Dalam pemeriksaan kasus Aborsi, menurut Maria, status dia sebagai saksi. Selama diperiksa, penyidik memberikan 12 pertanyaan. Salah satu materi yang dipertanyakan adalah apakah Yahya Zaini menyuruhnya aborsi. "Untuk poin itu, saya membenarkan," ujarnya.

Pengacara Yahya Zaini, Hotman Paris Hutapea, meragukan bukti baru yang diajukan oleh Maria Eva dalam kasus aborsinya. "Sejak awal klien saya mengatakan tidak pernah ada aborsi," ujar Hotman kepada Tempo.

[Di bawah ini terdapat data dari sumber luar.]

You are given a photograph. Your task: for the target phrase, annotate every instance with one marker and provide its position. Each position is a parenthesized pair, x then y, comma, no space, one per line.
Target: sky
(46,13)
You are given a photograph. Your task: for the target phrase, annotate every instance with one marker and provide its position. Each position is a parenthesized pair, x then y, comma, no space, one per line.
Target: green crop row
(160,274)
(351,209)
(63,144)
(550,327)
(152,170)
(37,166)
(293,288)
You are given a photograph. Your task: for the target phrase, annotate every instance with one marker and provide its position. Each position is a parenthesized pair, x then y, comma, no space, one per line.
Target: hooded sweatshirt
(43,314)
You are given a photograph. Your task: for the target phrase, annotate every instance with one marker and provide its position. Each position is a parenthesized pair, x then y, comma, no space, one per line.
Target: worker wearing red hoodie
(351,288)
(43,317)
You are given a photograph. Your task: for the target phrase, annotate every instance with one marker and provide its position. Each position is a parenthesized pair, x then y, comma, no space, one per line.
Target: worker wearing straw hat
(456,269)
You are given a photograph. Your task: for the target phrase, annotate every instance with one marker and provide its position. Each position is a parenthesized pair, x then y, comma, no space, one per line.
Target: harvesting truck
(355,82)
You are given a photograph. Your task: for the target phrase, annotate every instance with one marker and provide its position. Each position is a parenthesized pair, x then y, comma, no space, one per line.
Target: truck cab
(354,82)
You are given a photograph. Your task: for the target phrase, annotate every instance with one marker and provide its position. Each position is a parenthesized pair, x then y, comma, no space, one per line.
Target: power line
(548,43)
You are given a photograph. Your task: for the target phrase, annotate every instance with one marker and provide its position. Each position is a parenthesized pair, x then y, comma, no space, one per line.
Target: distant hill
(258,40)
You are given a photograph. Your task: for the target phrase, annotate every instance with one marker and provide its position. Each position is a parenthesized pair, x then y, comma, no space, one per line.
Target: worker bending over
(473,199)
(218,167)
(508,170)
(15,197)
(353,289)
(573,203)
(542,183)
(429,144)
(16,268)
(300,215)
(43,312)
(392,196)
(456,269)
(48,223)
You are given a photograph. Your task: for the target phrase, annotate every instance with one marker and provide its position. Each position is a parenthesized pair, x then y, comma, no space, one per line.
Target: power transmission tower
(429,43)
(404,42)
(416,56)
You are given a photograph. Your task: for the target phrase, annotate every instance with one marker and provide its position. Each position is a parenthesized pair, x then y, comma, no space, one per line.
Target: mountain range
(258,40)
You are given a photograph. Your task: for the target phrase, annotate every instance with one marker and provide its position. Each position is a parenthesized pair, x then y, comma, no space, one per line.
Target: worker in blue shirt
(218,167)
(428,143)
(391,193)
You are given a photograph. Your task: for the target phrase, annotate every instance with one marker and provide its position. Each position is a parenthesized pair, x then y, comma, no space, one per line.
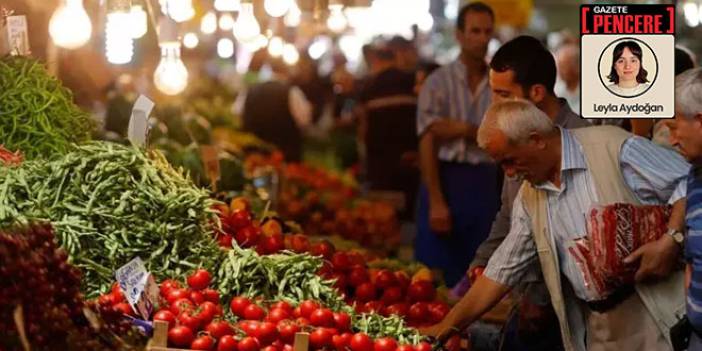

Karena itu, Hotman yakin kliennya tidak bersalah. Kalaupun terjadi aborsi, Hotman meragukan itu hasil hubungan dengan kliennya. "Bisa saja dia melakukan aborsi tapi dengan lelaki yang mana," kata Hotman.

Menurut dia, beberapa waktu lalu pengacara Maria Eva pernah mengakui ada beberapa video, tapi tidak dengan satu lelaki. "Seharusnya cari bukti dulu, baru dia bicara adanya aborsi," ujarnya.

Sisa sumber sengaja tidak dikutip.